COMP290-89-Final

Final Project: Calibrating a Hyperbolic Mirror Camera.

Inspired by "Calibration of a fish eye lens with field of view larger than 180", CVWW 2002
Hynek Bakstein and Tomas Pajdla

pictures of the setup. Top row: The hypothosized hyperbolic camera, and the calibration
structure, a cylinder with known pattern. Bottom, the calibration photo used (original size:
1920x2560).

CODE

In this project, I designed a model to determine the parameters of a 360 degree view
camera attachment. I will begin by presenting the basic algorithm for optimization (due
to the Bakstein paper mentioned above). Then I will present my contribution, which
is a different non-linearity in the reprojection step. Results will then be presented.

The Setup.

The setup is as follows. In order to calibrate a camera with an image, we must know
the 3D structure of the scene imaged. So we build a case where we know points in
3 space and we know the corresponding imaged points on the calibration image. I built
a hollow cylinder with a measured grating pattern on the inside. Measuring the radius
of the cylinder, I then calculated the 3D coordinates of the points, relative to the point
along the cylinder axis where I thought the center of projection of the camera was. The
origin of the 3D coordinate space was chosen in order to have an easier initialization (a
good initialization is necessary for most objective functions).

A model is then used, with some number of parameters, to project (with the model) the
known 3D points. The projected points should closely match the points we've identified
in the image, if our model and parameters are correct, as well as up to inaccuracies in
our identified points (both in 2D and 3D). The Levenberg-Marquardt algorithm is used
for choosing the optimal parameters for the model, in terms of minimizing the error
associated with a projection, where the error is simply the sum of the pixel differences
between the projected and calibrated points (the ones the user defines to be the images
of the 3D points).

The Model.

The actual projection model I used is defined here. We begin projection by
reorienting the the world coordinates into the camera coordinate system, via a rotation
and translation,

X' = R*X + T
where R and T have 3 degrees of freedom each.
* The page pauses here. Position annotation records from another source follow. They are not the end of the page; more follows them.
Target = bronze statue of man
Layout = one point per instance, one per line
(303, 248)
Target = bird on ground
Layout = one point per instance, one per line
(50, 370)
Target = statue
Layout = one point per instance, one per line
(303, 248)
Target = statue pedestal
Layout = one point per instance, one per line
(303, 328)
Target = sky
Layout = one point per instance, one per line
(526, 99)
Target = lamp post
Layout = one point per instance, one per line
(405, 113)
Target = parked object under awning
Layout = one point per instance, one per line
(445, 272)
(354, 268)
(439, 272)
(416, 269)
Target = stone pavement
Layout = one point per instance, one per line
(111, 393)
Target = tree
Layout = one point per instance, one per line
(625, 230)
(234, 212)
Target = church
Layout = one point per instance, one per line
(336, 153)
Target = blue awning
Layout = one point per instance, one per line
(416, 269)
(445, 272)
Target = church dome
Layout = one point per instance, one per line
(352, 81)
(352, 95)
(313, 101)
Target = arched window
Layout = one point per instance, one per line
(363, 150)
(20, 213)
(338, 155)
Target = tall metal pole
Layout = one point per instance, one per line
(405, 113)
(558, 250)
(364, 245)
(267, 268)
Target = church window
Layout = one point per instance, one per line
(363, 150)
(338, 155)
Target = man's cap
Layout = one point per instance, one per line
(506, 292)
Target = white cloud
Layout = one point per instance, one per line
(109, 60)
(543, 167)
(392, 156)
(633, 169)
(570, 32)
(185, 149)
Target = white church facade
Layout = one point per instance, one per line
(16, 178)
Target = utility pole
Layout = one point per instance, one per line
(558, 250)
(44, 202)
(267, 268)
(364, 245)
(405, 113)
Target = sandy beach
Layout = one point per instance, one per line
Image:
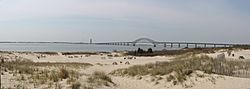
(106, 63)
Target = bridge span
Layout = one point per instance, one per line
(166, 44)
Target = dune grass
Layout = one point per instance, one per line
(43, 73)
(184, 67)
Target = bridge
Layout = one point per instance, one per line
(166, 44)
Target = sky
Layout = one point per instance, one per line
(220, 21)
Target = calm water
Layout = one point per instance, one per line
(42, 47)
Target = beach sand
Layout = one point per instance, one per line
(105, 64)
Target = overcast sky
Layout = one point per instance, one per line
(223, 21)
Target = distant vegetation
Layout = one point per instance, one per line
(242, 46)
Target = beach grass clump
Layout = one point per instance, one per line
(76, 85)
(100, 79)
(182, 68)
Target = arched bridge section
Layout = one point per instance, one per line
(144, 40)
(165, 44)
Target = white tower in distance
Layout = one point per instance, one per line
(90, 41)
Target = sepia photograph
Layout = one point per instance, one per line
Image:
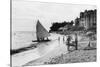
(47, 33)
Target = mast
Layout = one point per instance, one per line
(41, 32)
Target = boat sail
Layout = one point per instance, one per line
(41, 33)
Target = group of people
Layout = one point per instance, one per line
(69, 43)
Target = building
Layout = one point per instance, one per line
(88, 19)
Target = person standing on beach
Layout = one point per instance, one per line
(68, 42)
(76, 42)
(59, 39)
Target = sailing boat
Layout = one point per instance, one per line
(41, 33)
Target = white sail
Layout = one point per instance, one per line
(41, 32)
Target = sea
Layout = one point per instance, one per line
(22, 39)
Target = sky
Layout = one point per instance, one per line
(25, 13)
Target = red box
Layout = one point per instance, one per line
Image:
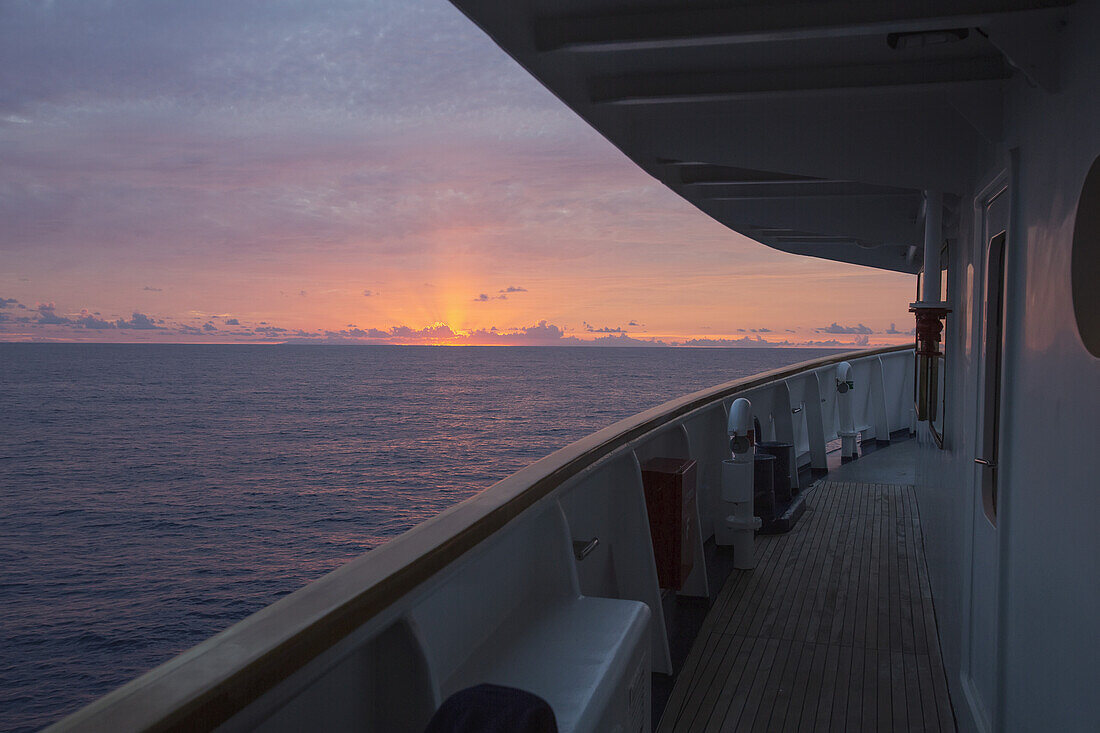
(670, 501)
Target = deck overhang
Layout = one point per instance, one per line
(813, 128)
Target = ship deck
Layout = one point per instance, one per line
(834, 630)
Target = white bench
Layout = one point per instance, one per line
(512, 614)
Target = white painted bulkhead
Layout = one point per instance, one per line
(1016, 601)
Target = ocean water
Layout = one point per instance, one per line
(152, 495)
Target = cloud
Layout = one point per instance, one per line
(46, 315)
(138, 321)
(743, 341)
(836, 328)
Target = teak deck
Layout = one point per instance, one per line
(834, 630)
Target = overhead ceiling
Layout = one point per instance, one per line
(810, 127)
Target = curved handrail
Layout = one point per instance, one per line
(209, 684)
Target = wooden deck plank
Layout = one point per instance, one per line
(834, 630)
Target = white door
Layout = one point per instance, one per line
(980, 651)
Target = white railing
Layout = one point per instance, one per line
(378, 643)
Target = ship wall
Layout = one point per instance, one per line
(1018, 617)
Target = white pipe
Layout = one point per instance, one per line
(739, 429)
(933, 242)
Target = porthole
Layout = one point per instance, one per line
(1085, 274)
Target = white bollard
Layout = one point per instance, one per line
(739, 527)
(847, 428)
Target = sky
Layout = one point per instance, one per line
(355, 172)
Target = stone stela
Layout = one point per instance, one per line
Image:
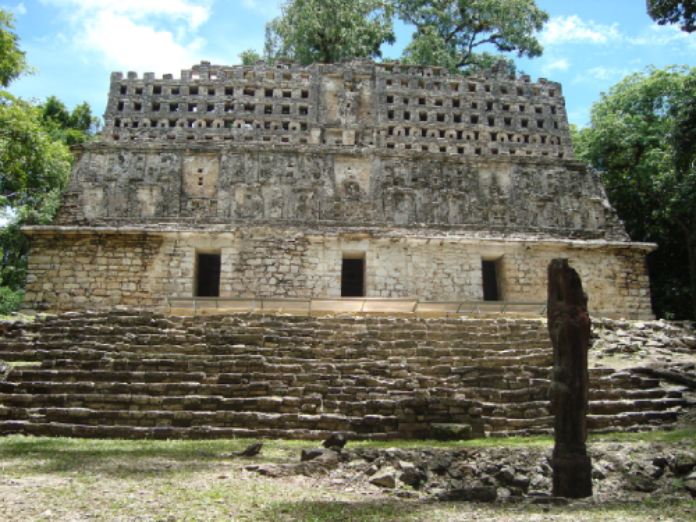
(569, 328)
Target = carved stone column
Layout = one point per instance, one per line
(569, 328)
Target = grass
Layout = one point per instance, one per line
(61, 478)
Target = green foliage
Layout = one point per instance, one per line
(329, 31)
(35, 166)
(69, 127)
(451, 33)
(643, 140)
(682, 12)
(10, 300)
(12, 62)
(249, 57)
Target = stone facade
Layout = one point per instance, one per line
(284, 171)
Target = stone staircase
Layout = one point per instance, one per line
(139, 374)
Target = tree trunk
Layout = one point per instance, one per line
(691, 250)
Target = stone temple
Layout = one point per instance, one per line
(288, 251)
(328, 181)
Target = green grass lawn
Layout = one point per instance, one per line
(68, 479)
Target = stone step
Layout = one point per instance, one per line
(56, 429)
(623, 420)
(19, 375)
(610, 407)
(152, 418)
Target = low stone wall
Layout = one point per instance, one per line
(72, 269)
(135, 373)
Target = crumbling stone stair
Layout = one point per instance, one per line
(140, 374)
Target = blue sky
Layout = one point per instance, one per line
(73, 45)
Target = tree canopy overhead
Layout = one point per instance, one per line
(643, 140)
(682, 12)
(12, 61)
(328, 31)
(453, 33)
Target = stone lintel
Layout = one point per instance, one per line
(347, 233)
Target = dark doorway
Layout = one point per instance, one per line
(491, 288)
(208, 275)
(353, 277)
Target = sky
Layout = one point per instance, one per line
(74, 45)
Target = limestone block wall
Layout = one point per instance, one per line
(141, 184)
(81, 271)
(91, 271)
(382, 106)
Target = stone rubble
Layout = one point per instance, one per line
(142, 374)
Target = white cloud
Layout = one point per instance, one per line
(558, 64)
(573, 29)
(603, 75)
(17, 10)
(664, 35)
(144, 35)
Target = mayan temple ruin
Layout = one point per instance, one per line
(281, 250)
(361, 179)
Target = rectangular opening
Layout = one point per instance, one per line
(353, 276)
(207, 275)
(490, 271)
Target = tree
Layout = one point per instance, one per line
(249, 57)
(682, 12)
(329, 31)
(12, 61)
(35, 167)
(642, 138)
(70, 127)
(451, 33)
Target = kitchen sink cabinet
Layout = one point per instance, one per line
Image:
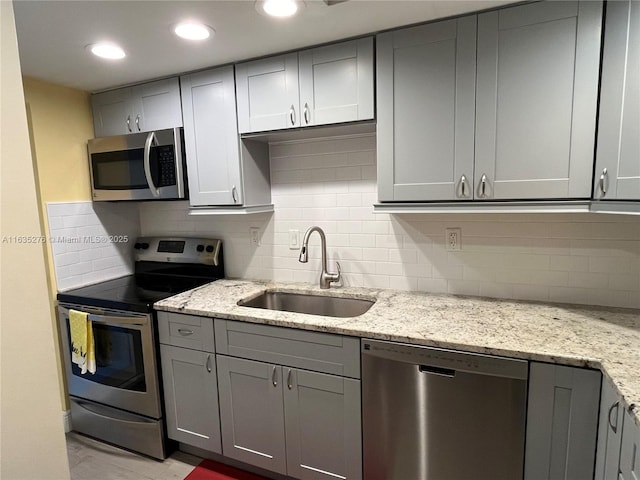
(532, 81)
(562, 422)
(190, 383)
(222, 169)
(630, 449)
(290, 420)
(141, 108)
(320, 86)
(617, 173)
(609, 433)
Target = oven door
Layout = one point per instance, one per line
(141, 166)
(126, 374)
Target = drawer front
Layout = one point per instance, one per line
(186, 331)
(320, 352)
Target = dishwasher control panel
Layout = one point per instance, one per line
(445, 362)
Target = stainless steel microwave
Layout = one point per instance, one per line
(140, 166)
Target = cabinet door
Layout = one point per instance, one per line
(251, 412)
(609, 434)
(156, 105)
(630, 453)
(426, 103)
(562, 422)
(323, 428)
(267, 92)
(336, 83)
(537, 87)
(191, 397)
(211, 137)
(112, 113)
(619, 123)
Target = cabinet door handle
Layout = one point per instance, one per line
(613, 427)
(292, 115)
(306, 113)
(483, 186)
(603, 181)
(463, 186)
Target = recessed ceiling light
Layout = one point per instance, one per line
(193, 31)
(110, 51)
(278, 8)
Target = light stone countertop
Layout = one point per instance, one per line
(596, 337)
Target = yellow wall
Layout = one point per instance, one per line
(32, 442)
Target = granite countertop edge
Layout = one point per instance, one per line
(603, 338)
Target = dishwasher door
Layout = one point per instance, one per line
(436, 414)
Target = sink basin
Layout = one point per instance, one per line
(309, 304)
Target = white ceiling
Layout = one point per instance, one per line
(52, 35)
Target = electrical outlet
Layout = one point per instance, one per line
(254, 236)
(453, 239)
(294, 239)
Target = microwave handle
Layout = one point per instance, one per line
(147, 167)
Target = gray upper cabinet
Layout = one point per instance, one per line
(537, 86)
(609, 433)
(617, 174)
(497, 106)
(324, 85)
(141, 108)
(562, 422)
(222, 170)
(426, 103)
(630, 450)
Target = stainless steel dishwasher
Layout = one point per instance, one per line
(436, 414)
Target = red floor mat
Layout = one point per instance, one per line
(210, 470)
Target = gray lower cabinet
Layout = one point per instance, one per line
(618, 154)
(562, 422)
(189, 378)
(609, 433)
(630, 451)
(281, 416)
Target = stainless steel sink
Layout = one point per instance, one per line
(309, 304)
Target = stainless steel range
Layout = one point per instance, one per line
(121, 403)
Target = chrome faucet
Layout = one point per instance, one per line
(326, 278)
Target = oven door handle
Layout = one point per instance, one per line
(147, 163)
(110, 320)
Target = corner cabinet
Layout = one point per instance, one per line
(290, 400)
(319, 86)
(497, 106)
(562, 422)
(141, 108)
(222, 169)
(187, 356)
(617, 174)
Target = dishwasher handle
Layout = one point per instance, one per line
(443, 372)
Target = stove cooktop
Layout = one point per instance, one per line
(154, 279)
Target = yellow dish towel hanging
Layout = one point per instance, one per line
(82, 345)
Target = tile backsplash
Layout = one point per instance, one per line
(577, 258)
(91, 242)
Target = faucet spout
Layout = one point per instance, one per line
(326, 277)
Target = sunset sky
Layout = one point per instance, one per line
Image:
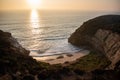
(109, 5)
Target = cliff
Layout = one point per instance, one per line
(101, 34)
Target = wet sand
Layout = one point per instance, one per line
(64, 58)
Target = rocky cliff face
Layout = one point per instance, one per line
(10, 44)
(101, 34)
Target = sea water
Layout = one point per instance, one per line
(45, 32)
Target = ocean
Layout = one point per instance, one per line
(45, 33)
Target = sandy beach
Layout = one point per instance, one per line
(64, 58)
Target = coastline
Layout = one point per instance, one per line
(62, 58)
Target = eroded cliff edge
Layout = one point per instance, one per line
(102, 35)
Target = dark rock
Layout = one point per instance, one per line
(59, 57)
(101, 34)
(28, 77)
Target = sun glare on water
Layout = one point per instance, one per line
(34, 4)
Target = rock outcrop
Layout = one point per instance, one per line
(101, 34)
(9, 43)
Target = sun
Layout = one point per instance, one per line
(34, 3)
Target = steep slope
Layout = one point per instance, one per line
(101, 34)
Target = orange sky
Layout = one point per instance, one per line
(110, 5)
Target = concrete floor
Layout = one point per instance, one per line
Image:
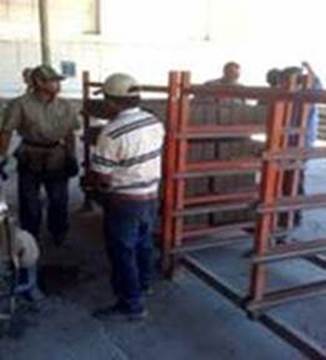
(187, 320)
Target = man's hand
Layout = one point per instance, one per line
(308, 67)
(3, 163)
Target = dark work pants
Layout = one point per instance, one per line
(30, 206)
(128, 228)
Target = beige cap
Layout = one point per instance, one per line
(120, 85)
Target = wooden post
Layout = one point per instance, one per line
(44, 32)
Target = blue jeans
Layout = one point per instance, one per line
(30, 206)
(128, 228)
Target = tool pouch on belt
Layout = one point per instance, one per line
(51, 162)
(48, 161)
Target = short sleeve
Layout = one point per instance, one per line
(107, 154)
(12, 116)
(74, 118)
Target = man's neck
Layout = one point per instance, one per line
(44, 96)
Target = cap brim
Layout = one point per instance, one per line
(56, 78)
(99, 91)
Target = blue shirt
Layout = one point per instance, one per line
(313, 119)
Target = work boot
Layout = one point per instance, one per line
(119, 311)
(148, 291)
(59, 239)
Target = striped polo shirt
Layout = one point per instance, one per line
(129, 151)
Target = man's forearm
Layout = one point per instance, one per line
(71, 144)
(5, 138)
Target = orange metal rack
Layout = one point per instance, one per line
(281, 163)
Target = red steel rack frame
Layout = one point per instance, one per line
(281, 163)
(280, 167)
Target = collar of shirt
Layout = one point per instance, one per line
(129, 112)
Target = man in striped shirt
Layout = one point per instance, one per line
(127, 172)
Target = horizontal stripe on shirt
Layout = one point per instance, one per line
(99, 160)
(137, 185)
(147, 121)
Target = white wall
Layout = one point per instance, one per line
(148, 38)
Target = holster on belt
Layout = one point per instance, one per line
(41, 159)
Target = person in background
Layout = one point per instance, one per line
(127, 173)
(312, 123)
(27, 79)
(231, 75)
(46, 156)
(273, 78)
The X' point is then non-linearly
projected via hyperbola (described below) to a new point in 3D in the camera coordinate
system. This point has the relation to the camera shown here.

Computing the coordinates (x',y',z'), we can derive theta. We then use a stereographic
projection r = k*tan(theta/2) to get the radius of the point (distance to the image point
that is on the optical axis). The phi in the image plane is also computed from (x',y',z'),
and (u',v',1) in orthogonal image coordinates is then determined. Finally, this image
point is mutliplied by an intrinsics matrix K, with skew assumed zero.

As can be seen above, u_0 and v_0 are the optical axis point, and beta is a scalar
measuring the squareness of the pixels. The final reprojected image points are then
given by K*(u',v',1).

The hyperbolic projection in the middle of all of this is simplified by the assumption
that the shape of the mirror is rotationally invariant. With this assumption, the
reflection off of the mirror can be computed in the plane containing the optical axis
and the point, for every point indepedently. Think of the coordinate X' above,
immediately after the rotation and translation. Consider the interaction in the plane
where the optical axis is the y coordinate, and the x is given by the point's distance
to the optical axis, sqrt(x^2 + y^2).

Cylindrically then, the coord of the point is
(sqrt(sum([x y].^2)), z) = (Q,z). The camera is at
(0,0) and the focus of the hyperbola (for which the
camera is not the focus) is at (0,2c). The equation
then that solves for being on the hyperbola
subject to being on the line between (0,2c) and the
point in space is:
hyperbola params: a, c.
on pt = (0,2c) + t*(Q, z - 2c) t in [0,1] and
dist((0,0),pt) - dist((0,2c),pt) == 2a
solve for t and get perhaps two solutions. The one
I've found to always be on the correct hyperbola is

(-a^2+c^2)*(-2c^2+cz+ a*sqrt(4c^2+Q^2-4cz+z^2))
t = --------------------------------------------------------------------
-c^2*(-2c+z)^2 + a^2*(4c^2+Q^2-4cz+z^2)

Thusly, t is computed and the point in the plane that is actually viewed (namely,
(0,2c) + t*(Q, z - 2c)) is determined. Theta is computed and the projection
proceeds as specified above.

Some quick parameter counting before we move to results. There are 6
parameters in the initial affinity and 3 in the K matrix. The c and a variables
determine the spread of the hyperbola, and the k scalar used in stereographic
projection defines the number of pixels per tangent unit (whatever those are).
The total is then 12.

The Results.

There were 50 calibration points that I selected in the image. The parameters
found were in the best case (the initial values are in the code):

x,y,z - rotations (in radians): 0.015273 -0.014428 -0.090647
x,y,z - translations (in .5 inch units): 0.167028 0.325886 -0.422814
u_0, v_0 (in pixels), beta: 961.58 1305.84 1.008926
c, a (in .5 inch units), k: 3.97223 4.32154 6500.14

Obviously, the rotation and translation are specific to this image and so are
probably not applicable to the mechanism--though one never knows where
intuitively the optimization will go in calibrating with a complicated objective
space (some of the slack in a less-sensitive variable may be hidden in another,
more sensitive one).

figure showing the errors on the image (left), and a graph of the pixel error verses point
number. Notice that the error does not show systematic dependence. The errors on
the left have been multiplied by 5, for better visibility. The median error is 9.4 pixels.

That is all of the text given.